届かなくても、
「本当にこれで良かったの?」



「うん。」




お目当ての物、買ってもらいました。



ベルト部分はマリンブルーを基調として



時計の淵の部分は金色。



すごいシンプルだけどこれ結構可愛いんだ。



もう私達は帰る途中で他愛のない世間話をしている。



買い物は早く済んだ。



今日は強風が吹いている。



彼の髪の毛は風に吹かれて



髪先が空へ向かっている。




「文通、しようね」



「きーさん返事の手紙書いてよ?



来なくなったら俺、泣くかんね?」



「はいはい。蛍こそ、ちゃんと返事書いてよ?」



「当たり前だっつの。

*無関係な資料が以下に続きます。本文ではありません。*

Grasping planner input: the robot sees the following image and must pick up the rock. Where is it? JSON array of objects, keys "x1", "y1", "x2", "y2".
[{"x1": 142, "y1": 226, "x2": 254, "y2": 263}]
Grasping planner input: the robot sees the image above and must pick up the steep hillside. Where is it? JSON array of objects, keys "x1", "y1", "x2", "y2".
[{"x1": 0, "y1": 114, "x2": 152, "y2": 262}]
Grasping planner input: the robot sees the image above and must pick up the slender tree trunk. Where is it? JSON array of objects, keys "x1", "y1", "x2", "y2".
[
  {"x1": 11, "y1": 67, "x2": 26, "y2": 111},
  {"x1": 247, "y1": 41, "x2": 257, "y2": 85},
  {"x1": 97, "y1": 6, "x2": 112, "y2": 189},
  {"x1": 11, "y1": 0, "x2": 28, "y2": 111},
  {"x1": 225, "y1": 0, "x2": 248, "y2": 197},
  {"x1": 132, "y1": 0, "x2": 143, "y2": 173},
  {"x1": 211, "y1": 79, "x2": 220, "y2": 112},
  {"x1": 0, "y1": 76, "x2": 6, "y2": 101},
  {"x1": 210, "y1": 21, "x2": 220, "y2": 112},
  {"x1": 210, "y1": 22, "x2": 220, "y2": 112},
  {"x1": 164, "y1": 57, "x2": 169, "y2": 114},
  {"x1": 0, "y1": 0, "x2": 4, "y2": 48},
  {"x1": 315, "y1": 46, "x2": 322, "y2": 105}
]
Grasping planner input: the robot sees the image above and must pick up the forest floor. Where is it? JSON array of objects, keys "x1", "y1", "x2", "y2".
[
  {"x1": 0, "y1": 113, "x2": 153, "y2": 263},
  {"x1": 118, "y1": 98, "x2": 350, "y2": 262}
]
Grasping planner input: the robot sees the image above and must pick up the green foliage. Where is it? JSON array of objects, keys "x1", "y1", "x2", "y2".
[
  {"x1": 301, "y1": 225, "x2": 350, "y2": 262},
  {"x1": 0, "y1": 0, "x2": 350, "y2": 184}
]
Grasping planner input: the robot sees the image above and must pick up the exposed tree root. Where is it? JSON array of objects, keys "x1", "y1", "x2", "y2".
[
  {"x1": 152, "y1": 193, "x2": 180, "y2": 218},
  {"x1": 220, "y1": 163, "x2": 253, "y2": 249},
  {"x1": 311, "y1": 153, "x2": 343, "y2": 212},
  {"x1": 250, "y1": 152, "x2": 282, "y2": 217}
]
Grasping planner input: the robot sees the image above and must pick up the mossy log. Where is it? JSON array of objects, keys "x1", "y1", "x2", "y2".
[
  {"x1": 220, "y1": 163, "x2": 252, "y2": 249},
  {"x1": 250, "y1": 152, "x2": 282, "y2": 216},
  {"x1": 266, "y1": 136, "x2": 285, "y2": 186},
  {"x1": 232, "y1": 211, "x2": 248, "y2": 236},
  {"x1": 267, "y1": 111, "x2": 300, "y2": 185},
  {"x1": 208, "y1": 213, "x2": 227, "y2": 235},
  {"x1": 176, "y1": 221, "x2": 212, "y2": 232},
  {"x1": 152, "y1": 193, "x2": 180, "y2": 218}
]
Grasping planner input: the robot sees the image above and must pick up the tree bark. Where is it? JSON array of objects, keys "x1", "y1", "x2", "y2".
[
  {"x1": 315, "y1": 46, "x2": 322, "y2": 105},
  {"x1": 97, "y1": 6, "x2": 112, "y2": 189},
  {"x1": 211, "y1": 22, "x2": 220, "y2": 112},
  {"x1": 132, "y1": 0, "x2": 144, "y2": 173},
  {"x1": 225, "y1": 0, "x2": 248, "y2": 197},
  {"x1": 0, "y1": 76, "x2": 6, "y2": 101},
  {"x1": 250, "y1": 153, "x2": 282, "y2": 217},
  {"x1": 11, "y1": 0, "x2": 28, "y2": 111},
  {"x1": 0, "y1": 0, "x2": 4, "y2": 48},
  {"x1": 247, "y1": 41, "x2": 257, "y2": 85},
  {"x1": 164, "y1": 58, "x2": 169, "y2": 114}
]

」





話の間が空く。



お互い話さなくてもいいような気がしたから。



これから、どれくらい会えなくなるんだろう。



きっと2,3年じゃすまない。



それでも、彼と続いていけるのだろうか。



すごく、不安になってくる。




「…きーさん。」



「大丈夫だから、」



「大丈夫じゃないじゃん。」




そんなことばっかり考えてるせいで



涙が出てきてしまった。



彼は大袈裟に心配をする。



怖い。




離れたことでこの関係が崩れないか。